Sun Studio 12 Update 1: Performance Analyzer

Heap Tracing (Memory Allocation) Data

Calls to memory allocation and deallocation functions that are not properly managed can be a source of inefficient data usage and can result in poor program performance. In heap tracing, the Collector traces memory allocation and deallocation requests by interposing on the C standard library memory allocation functions malloc, realloc, valloc, and memalign and the deallocation function free. Calls to mmap are treated as memory allocations, which allows heap tracing events for Java memory allocations to be recorded.
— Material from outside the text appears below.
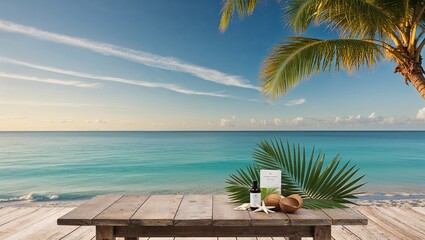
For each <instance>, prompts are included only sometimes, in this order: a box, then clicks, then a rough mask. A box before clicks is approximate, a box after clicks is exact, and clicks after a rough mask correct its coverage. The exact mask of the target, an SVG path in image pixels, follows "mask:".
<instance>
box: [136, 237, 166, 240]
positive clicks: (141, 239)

The Fortran functions allocate and deallocate call the C standard library functions, so these routines are traced indirectly.

Heap profiling for Java programs is not supported.

Heap tracing data is converted into the following metrics.

Table 2–3 Memory Allocation (Heap Tracing) Metrics

Metric 

Definition 

Allocations 

The number of calls to the memory allocation functions. 

Bytes allocated 

The sum of the number of bytes allocated in each call to the memory allocation functions. 

Leaks 

The number of calls to the memory allocation functions that did not have a corresponding call to a deallocation function. 

Bytes leaked 

The number of bytes that were allocated but not deallocated. 

Collecting heap tracing data can help you identify memory leaks in your program or locate places where there is inefficient allocation of memory.

Another definition of memory leaks that is commonly used, such as in the dbx debugging tool, says a memory leak is a dynamically-allocated block of memory that has no pointers pointing to it anywhere in the data space of the program. The definition of leaks used here includes this alternative definition, but also includes memory for which pointers do exist.